The narrative style I use is pretty steady throughout the book—third-person, through the point-of-view of my main character Jacob Bressler, although I’m experimenting with some brief first-person sections, too—but the main issue comes from the time scope of the book. The present-time thread of the novel takes place over three years, from 1917-1919, or starting when the United States declares war on Germany in 1917 and ending with the Red Summer and Omaha Race Riot of 1919. It’s not a huge amount of time for a novel, gratefully, although there is a lot going on, and it’s a challenge to account for the lost, un-narrated time between parts. Particularly in first drafts, I think I pay too much attention to what’s happened in the time gaps, instead of just getting into the action at hand.
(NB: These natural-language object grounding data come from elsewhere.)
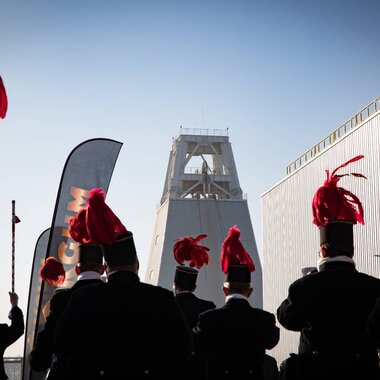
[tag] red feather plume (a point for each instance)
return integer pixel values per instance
(78, 228)
(233, 252)
(331, 202)
(103, 226)
(3, 100)
(53, 272)
(187, 249)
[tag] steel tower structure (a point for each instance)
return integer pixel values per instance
(201, 195)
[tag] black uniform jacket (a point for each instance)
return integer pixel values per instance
(233, 340)
(191, 307)
(330, 308)
(9, 335)
(374, 323)
(41, 356)
(125, 329)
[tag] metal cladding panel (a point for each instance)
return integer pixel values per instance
(192, 217)
(291, 240)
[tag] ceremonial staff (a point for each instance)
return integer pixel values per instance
(15, 220)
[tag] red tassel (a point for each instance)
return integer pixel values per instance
(233, 251)
(187, 249)
(3, 100)
(103, 226)
(53, 272)
(78, 228)
(331, 202)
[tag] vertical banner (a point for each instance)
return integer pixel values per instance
(34, 296)
(89, 165)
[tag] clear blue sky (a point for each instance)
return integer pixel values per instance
(281, 75)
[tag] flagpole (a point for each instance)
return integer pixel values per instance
(13, 244)
(15, 220)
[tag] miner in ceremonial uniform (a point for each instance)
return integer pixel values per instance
(124, 328)
(45, 356)
(330, 307)
(10, 333)
(234, 337)
(187, 249)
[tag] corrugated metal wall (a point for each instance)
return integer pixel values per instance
(291, 240)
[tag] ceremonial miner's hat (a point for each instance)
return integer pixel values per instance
(336, 210)
(88, 251)
(105, 229)
(236, 263)
(53, 272)
(187, 249)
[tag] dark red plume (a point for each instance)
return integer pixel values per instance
(187, 249)
(331, 202)
(3, 100)
(233, 251)
(103, 226)
(78, 228)
(53, 272)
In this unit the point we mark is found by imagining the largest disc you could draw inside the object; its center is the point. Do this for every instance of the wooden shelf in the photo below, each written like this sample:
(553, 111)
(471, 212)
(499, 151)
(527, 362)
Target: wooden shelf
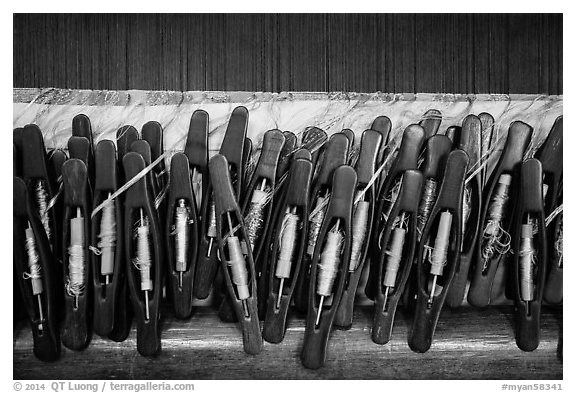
(469, 344)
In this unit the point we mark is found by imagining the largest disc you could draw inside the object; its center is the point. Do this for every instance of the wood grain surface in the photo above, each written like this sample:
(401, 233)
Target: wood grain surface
(393, 53)
(469, 344)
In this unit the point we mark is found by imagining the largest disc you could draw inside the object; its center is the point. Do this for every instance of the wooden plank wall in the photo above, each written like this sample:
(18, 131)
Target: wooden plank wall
(453, 53)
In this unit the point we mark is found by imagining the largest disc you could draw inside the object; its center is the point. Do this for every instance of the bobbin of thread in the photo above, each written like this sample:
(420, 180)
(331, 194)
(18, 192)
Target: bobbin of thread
(359, 229)
(526, 255)
(328, 266)
(41, 197)
(428, 198)
(211, 233)
(496, 239)
(440, 251)
(143, 261)
(182, 238)
(75, 285)
(254, 219)
(35, 274)
(238, 267)
(107, 240)
(287, 249)
(316, 223)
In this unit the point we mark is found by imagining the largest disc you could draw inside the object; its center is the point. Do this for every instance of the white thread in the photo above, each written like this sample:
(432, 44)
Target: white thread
(527, 260)
(359, 229)
(237, 266)
(35, 275)
(426, 203)
(107, 239)
(212, 220)
(287, 245)
(440, 251)
(394, 257)
(41, 196)
(553, 215)
(390, 199)
(182, 235)
(75, 285)
(316, 223)
(161, 195)
(496, 239)
(466, 208)
(143, 260)
(254, 219)
(558, 244)
(329, 261)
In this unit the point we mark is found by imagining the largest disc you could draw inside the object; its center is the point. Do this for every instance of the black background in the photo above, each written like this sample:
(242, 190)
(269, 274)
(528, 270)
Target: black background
(452, 53)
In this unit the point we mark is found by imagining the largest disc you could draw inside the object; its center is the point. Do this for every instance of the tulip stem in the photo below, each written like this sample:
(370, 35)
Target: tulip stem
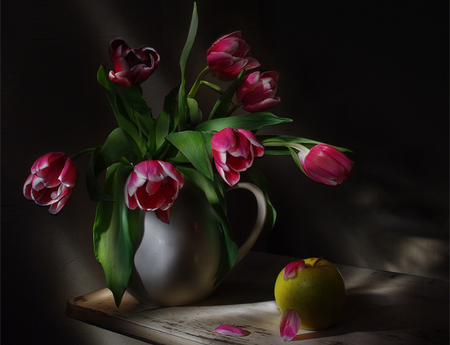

A lot of that will be eliminated soon enough, most of it in the initial edits. But it makes things a little clunky and difficult in the first draft.

Anyway, I’m really excited to be this close to finishing a draft of my first novel. I hope to be done with a rough version of Part 5 by the end of the summer. And since I’ve been editing the other parts as I’ve gone along, there isn’t a tremendous amount of work yet to be done, relatively. (I’ve been working on the book for about two years now.) If all goes well, I should have a decent draft of The Hyphenates of Jackson County finished by Spring 2012. Here’s hoping anyway. It’s not like I’m on deadline or anything.

In other news this past month:

-“The Current State of the Universe” is featured in the new issue of The Cincinnati Review. The story won their Schiff Prize for Prose last year, and I’m very excited to make it into this journal.

-Prairie Schooner accepted my review of David Philip Mullins’ Greetings from Below for publication. This will be my third review for PS, where I’m also currently a senior fiction reader.

-On cue, my second review for Prairie Schooner—of Nadifa Mohamed’s Black Mamba Boy—appears in our current summer issue. Check it out. It’s a pretty good one. (The issue, I mean. (The review is okay too.))

-In April we learned that Kwame Dawes was coming in as the new Editor of Prairie Schooner; in May we learned that Managing Editor James Engelhardt was leaving. James secured a position as the acquisitions editor for University of Alaska Press, and leaves for Fairbanks early in June. (Actually, today I think.) I owe a great debt to James for all he’s done for my editing and reviewing career, if I can call it that. James took me on as a reader after I received my MA from Creighton. I was looking to maintain some involvement in the literary world, and volunteering for Prairie Schooner has been a great anchor for me. After a year-and-a-half, I made my way up to a senior reader position; PS accepted my first book review, after some editorial help from James; my first two trips to AWP came with funding assistance from PS as well. I feel very grateful for what Prairie Schooner has done for me, in giving me the opportunity to work, particularly as someone who isn’t otherwise involved in the English Department at the University of Nebraska—and I owe much of that gratitude do James, I believe. Best of luck to him and his family on their Alaskan adventure! (And additional thanks for the fact that now, when I think of Alaska, I won’t think of Sarah Palin.)

-Nicole and I celebrated our fifth anniversary in San Francisco!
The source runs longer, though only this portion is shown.